Nefertari's Religious Role
Queen Nefertari presenting offerings to the goddess Hathor.
Queen Nefertari played a significant role in the religious life of New Kingdom Egypt. Due to her numerous titles, her significance in religious ceremonies and rituals is recognised. The queen was seen as someone who was linked directly to the gods, much like the pharaoh. This is portrayed through the regalia that was worn by queens during this time.
The relief (pictured below) is a clear example of Nefertari's involvement in Egypt's religious life. As Hathor is the goddess of fertility, it could be speculated that the reason Nefertari is consistently shown presenting offerings to her is because she is praying for the birth of a son to be an heir to Ramesses II.

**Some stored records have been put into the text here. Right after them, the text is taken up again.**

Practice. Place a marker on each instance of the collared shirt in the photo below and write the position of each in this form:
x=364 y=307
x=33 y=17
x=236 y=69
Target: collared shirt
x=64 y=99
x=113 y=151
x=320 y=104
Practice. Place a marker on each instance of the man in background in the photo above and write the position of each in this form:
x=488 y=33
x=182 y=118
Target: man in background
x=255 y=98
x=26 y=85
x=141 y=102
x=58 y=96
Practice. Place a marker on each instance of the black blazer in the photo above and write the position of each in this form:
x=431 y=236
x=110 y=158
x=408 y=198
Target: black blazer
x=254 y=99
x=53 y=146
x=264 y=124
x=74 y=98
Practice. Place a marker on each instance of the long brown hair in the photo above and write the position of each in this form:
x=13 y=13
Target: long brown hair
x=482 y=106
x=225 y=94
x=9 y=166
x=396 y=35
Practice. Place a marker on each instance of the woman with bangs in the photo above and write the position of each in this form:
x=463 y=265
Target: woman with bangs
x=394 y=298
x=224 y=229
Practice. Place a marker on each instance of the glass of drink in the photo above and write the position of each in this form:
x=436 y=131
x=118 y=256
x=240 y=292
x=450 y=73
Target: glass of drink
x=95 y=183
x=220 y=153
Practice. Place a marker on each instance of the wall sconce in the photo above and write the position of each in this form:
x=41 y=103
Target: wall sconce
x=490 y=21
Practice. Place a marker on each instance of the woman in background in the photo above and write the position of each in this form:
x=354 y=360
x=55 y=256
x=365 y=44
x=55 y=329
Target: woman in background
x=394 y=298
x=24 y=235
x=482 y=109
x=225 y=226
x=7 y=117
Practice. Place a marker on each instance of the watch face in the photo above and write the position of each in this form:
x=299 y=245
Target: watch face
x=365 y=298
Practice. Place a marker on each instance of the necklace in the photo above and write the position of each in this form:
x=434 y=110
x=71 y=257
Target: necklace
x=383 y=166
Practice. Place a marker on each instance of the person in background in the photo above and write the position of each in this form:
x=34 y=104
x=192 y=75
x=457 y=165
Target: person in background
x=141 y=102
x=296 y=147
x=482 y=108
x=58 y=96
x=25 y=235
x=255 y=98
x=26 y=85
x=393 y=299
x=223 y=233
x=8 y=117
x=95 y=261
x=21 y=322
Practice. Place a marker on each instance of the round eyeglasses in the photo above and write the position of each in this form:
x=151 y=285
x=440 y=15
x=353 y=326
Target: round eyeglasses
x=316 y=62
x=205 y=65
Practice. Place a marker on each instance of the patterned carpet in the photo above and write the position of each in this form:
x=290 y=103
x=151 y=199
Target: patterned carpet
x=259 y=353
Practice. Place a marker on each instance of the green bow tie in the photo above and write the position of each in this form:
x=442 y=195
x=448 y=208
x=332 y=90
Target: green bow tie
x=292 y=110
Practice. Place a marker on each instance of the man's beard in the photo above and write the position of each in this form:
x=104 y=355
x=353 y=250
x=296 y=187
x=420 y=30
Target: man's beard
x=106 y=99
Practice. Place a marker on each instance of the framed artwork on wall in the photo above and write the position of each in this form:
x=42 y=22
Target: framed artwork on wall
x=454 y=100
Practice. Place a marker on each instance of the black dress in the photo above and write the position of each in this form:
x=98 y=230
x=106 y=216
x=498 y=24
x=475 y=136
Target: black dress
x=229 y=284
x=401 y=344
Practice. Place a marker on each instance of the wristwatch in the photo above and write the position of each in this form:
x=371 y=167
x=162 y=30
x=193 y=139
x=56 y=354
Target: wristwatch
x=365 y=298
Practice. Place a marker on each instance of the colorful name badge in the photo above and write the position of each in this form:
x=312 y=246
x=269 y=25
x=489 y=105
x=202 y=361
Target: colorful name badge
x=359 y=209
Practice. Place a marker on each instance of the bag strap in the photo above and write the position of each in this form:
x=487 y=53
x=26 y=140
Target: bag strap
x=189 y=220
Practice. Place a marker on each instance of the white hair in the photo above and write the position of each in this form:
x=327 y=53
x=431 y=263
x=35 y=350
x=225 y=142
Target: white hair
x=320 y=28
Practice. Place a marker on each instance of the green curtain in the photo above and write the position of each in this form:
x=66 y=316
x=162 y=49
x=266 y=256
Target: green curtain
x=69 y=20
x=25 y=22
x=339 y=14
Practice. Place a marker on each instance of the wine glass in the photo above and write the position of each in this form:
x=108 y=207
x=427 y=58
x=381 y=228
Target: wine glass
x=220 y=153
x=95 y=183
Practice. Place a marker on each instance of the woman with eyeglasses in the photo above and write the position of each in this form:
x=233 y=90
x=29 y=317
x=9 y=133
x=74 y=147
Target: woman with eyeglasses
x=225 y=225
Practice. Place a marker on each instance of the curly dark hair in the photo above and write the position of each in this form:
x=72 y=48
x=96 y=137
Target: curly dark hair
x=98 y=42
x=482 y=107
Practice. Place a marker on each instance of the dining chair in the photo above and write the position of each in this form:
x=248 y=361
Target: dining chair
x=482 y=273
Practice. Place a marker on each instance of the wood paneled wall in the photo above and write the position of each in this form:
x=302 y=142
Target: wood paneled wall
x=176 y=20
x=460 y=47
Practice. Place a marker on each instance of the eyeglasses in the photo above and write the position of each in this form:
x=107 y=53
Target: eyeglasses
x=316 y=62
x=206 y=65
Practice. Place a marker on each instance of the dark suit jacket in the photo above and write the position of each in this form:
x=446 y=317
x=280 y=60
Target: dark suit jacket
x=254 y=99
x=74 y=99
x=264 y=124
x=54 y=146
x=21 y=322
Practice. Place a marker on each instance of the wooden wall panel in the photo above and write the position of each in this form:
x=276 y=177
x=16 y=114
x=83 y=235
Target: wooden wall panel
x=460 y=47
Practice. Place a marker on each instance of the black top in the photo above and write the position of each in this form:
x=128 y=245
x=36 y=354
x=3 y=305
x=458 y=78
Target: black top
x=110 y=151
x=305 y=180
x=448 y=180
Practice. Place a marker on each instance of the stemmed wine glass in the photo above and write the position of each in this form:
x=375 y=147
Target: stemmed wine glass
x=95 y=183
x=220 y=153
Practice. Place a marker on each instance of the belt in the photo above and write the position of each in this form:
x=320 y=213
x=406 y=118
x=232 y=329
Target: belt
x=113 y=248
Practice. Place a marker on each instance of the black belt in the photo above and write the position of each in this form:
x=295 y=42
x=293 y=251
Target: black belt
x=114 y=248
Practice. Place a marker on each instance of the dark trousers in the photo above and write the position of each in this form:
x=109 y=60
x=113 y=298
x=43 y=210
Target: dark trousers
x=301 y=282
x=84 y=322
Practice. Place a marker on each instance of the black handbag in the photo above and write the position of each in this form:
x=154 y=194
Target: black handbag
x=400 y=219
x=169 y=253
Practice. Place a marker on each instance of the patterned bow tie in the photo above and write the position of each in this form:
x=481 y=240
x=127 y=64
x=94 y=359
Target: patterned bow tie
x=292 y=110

Queen Nefertari commonly wore a vulture headdress, either alone or topped by the solar disk and double plumes, which was originally worn by the vulture goddess Nekhbet. This crown was associated with the goddess Isis in a relief depicting Nefertari's father in law, Seti I making an offering to the god. This resulted in Nefertari being personally associated with Isis as well as the queen-deity Ahmose-Nefertari.
Ahmose-Nefertari was deemed the first queen to receive the title of God's Wife of Amun, courtesy of her husband, King Ahmose. This was the first time that a position with such economic and religious power had been given to a woman. The role of God's Wife of Amun dictated that the god's wife had to play her sistrum before the god in order to placate his impending anger and to stimulate him in her role as god's hand to keep the fertility of the world from wavering. This resulted in the deification of Ahomse-Nefertari.
Most depictions of Nefertari, wife of Ramesses II show her wearing the same headdress as Ahmose-Nefertari, thus indicating that she was likely to have done so to make a clear connection with Ahmose-Nefertari. Mary Abram, in her article, 'The Power Behind the Crown: Messages Worn By Three New Kingdom Egyptian Queens" suggests that Nefertari's constant donning of the headdress is indicative of her "willingness to conform to and even perpetuate established Egyptian ideals." Essentially, Abram is saying that Nefertari did not deviate from the expectations placed upon her as queen of Egypt and that she was willing to carry out her traditional duties.
"To her countrymen, Nefertari's name no doubt evoked a wealth of positive associations, above all with the memory of Ahmose-Nefertari, the founder of the Eighteenth Dynasty... it was probably intentional that Nefertari's chose headdress - a vulture surmounted by double plumes - was also the headdress favoured by Ahmose-Nefertari." (McDonald, The Tomb of Nefertiti, 15)
This quote indicates the link that Nefertari chose to make with Ahmose-Nefertari in order to command the same respect that Ahmose-Nefertari was granted as a result of her position in Egypt at the time. The headdress is symbolic of the rise of women in religious roles in New Kingdom Egypt and appears to be something that Queen Nefertari wished to promote during the reign of her husband.
Queen Nefertari has also been dubbed "the living manifestation of the goddess Hathor" and served as the chief priestess. Keeping within her duties as God's Wife of Amun, Nefertari is depicted in a relief with Ramesses II, standing behind him shaking the sacred sistra that are affiliated with Hathor. This scene shows Nefertari completing her duties as the wife of the pharaoh and the fact that she was privileged enough to be present during a religious ceremony with the pharaoh is indicative of the importance of her religious role.
Nefertari's religious role is further seen through Ramesses II's dedication of a temple to her solely and one to her and Hathor at Abu Simbel. It has been speculated that she was in fact deified and worshipped at these temples. However historians have suggested that she would not have been worshipped outside of these temples.
Nefertari's religious significance is only heightened through the depictions of her with Ramesses II at the rock shrine of Gebel el-Silsila. Here she is shown as a religious officiant where she is portrayed as "appeasing the gods". The scene demonstrates Nefertari's importance, as it was generally the king in his role as chief priest who would make such offerings.
Nefertari's contribution to Egypt through religion was immense. She, as previously mentioned, is depicted all over Egypt on shrines and in temples, presenting offerings to various gods. This demonstrates that she exercised her title of God's Wife if Amun and the epithet "who satisfies the gods" in order to ensure the prosperity and well being of the nation through placating the gods and thus ensuring their kindness. As she was chief priestess, she had the power to perform many religious rites and ceremonies and has been shown in reliefs on the walls of her tomb to have a large role in the festival of Min, the ceremony that celebrated the long rule of the pharaoh which was extremely important in ancient times.
Furthermore, through her title of God's Wife of Amun, Nefertari had the power to uphold maat in Egypt, that is upholding order and tranquility throughout the nation. This was done by performing a ritual with the king and offering maat to other gods to emphasise that the pharaoh was maintaing peace and order. This was said to legitimise the king in the "eyes of the ruled".